Another familiar political theme throughout the Cromwell novels is the problem of navigating an authoritarian regime headed by a spiteful narcissist.  One simple way to describe these books, in fact, is to say they are a story about how to survive under totalitarianism until you don't.  

By the time we reach the third book, Cromwell has survived and thrived because he has understood better than any of the courtiers around Henry that the imperative is always give the king what he wants.  It's a rule that supersedes all considerations of morality and law and meeting its requirements demands ruthlessness. The further Henry's appetites strain against what should be his boundaries, the greater the danger increases. Not to Henry, of course. There are consequences for his transgressions but as Cromwell reflects at one point...

But the law is not an instrument to find out truth. It is there to create a fiction that will help us move past atrocious acts and face our future. It seems there is no mercy in this world, but a kind of haphazard justice: men pay for crimes, but not necessarily their own.

But Cromwell is not an amoral actor. He has agendas of his own both personal and religious which he has been able to advance by staying on top of the gossip, knowing who to do favors for, and by "arranging his face" so as never to give the game away.  In other words, office politics but with actual beheadings. 

Now we see all of that unraveled as the realities of that haphazard justice begin to catch up with him. We can rise to great heights learning to work the system and flatter even the most dysfunctional sort of  power only to discover we are, in fact, as captured by and subject to its caprices as everyone else. Frustrated by his inability to advance the cause of Protestantism beyond that part of it that fits the king's whim, unable to defend friends and allies without compromising himself, knocked back by one particularly stinging personal rejection, Cromwell begins to resemble, ever so slightly, that red hot boiling crab described by Ma Jian.   

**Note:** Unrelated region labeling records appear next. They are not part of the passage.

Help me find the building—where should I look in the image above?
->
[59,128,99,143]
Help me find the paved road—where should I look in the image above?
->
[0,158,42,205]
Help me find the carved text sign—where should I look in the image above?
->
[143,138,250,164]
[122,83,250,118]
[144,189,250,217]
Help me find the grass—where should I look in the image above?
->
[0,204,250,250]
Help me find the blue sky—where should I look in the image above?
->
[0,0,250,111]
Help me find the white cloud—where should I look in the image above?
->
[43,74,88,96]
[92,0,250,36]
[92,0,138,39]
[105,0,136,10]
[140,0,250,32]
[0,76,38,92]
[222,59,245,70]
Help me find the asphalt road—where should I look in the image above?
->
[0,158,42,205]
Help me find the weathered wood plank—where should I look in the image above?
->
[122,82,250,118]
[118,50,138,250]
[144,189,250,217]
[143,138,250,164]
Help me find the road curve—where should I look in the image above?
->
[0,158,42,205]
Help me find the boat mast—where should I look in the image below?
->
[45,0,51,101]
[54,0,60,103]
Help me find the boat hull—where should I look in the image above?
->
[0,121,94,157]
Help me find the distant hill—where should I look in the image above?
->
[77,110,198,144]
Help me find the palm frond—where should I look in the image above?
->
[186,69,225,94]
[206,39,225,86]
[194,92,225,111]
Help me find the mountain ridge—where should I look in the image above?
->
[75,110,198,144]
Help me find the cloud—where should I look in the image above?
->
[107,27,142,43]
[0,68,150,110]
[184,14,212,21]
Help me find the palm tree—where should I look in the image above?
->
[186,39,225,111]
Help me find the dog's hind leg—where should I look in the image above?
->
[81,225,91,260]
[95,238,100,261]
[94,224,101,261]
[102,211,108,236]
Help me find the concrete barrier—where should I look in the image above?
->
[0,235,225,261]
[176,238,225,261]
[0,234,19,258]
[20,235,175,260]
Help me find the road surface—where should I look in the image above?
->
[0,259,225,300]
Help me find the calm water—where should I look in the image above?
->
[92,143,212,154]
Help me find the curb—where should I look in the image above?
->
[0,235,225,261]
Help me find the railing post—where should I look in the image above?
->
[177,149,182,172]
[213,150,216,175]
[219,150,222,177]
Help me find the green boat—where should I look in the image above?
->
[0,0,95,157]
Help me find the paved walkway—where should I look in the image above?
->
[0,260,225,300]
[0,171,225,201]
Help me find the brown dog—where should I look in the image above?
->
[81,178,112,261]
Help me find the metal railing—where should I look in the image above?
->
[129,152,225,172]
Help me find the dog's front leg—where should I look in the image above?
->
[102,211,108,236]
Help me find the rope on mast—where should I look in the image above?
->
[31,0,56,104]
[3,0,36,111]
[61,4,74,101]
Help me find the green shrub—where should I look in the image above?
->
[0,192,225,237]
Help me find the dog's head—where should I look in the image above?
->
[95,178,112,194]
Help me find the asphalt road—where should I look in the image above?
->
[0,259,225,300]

Cromwell's enemies conspire against him in plain sight but there is no recourse other than to continue arranging one's face and acting as though everything is under control.  Until, inevitably, it isn't.  Once the disaster is set in motion, the only move is to allow it play out.  Whatever the strength of our convictions, talents, or resolve, ultimately we are at the mercy of terrible forces greater than anything within our grasp.  All we can do is wait on those forces to mete out what punishment they will.

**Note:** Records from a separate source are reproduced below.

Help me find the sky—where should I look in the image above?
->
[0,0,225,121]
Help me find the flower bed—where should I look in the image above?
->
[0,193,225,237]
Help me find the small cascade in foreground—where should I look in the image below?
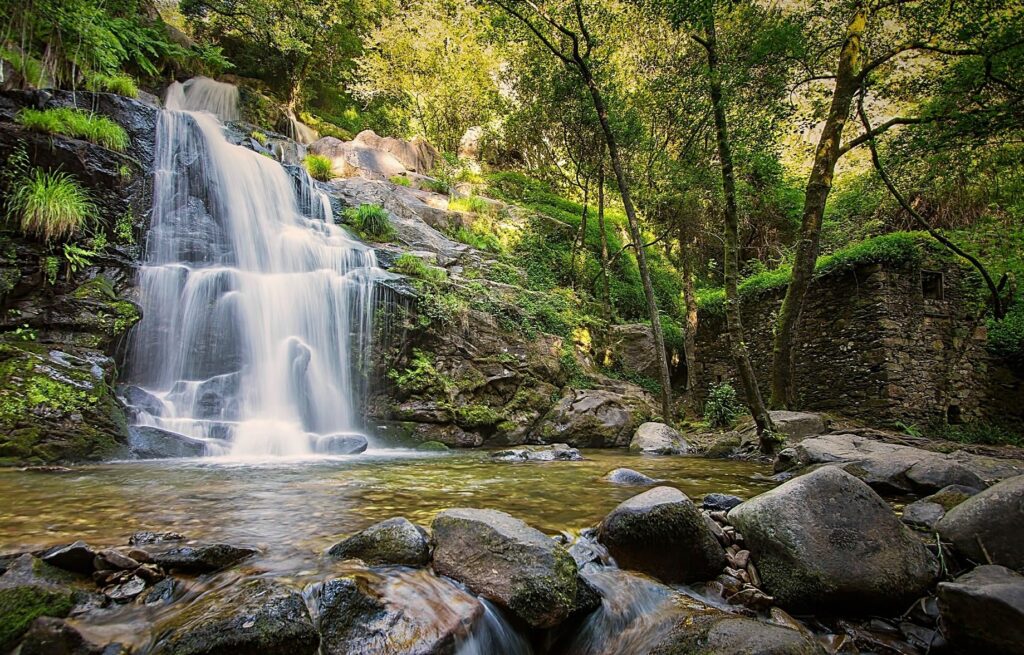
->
[128,78,380,456]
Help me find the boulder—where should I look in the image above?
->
[310,433,370,454]
[700,493,743,512]
[155,579,319,655]
[432,509,579,628]
[328,517,430,566]
[490,443,583,462]
[936,476,1024,570]
[317,572,483,655]
[601,469,665,487]
[153,543,259,573]
[630,421,689,454]
[938,566,1024,655]
[728,467,938,612]
[535,387,653,448]
[775,434,985,493]
[597,487,725,582]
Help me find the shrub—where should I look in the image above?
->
[391,253,447,285]
[345,205,394,242]
[703,382,745,428]
[15,107,130,152]
[7,169,96,241]
[84,73,138,98]
[302,155,334,182]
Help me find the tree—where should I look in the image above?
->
[492,0,672,422]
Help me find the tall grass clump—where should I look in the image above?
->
[15,107,130,152]
[6,169,96,242]
[348,205,394,242]
[302,155,334,182]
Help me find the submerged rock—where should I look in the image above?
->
[597,487,725,582]
[936,475,1024,570]
[630,422,689,454]
[153,543,259,573]
[328,517,430,566]
[317,572,483,655]
[490,443,584,462]
[728,467,938,612]
[939,566,1024,655]
[431,509,579,628]
[601,469,665,487]
[154,579,319,655]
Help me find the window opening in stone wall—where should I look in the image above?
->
[921,270,943,300]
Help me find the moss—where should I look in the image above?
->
[0,584,74,650]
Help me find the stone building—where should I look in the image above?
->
[696,249,1024,427]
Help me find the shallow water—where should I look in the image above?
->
[0,449,772,575]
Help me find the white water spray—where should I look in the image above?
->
[129,78,380,456]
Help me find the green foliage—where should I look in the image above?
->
[302,154,334,182]
[703,382,745,428]
[6,169,96,242]
[345,205,394,242]
[15,107,130,152]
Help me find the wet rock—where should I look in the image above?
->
[598,487,725,582]
[317,572,483,655]
[155,579,319,655]
[40,541,96,575]
[128,426,207,460]
[601,469,665,487]
[700,493,743,512]
[432,509,578,628]
[939,566,1024,655]
[328,517,430,566]
[19,617,128,655]
[153,543,259,573]
[310,434,370,454]
[537,387,652,448]
[936,476,1024,570]
[630,422,689,454]
[775,434,985,492]
[490,443,584,462]
[728,467,938,612]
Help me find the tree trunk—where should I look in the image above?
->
[703,16,774,452]
[770,4,867,408]
[597,159,611,323]
[575,63,672,424]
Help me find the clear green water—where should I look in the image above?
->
[0,450,772,575]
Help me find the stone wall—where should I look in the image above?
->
[696,261,1024,426]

While awaiting his sentence, Cromwell imagines what Hell might be like.

That is how it will be-not pain itself but the constant apprehension of pain; the constant apprehension of fault, the knowledge that you are going to be punished for something you couldn't help and didn't even know was wrong; and the discord in Hell will be constant, repeating for ever and ever, a violent argument being carried on in the next room.

If Pandemic Summer 2020 had a more definitive mood than that, we would be hard pressed to name it.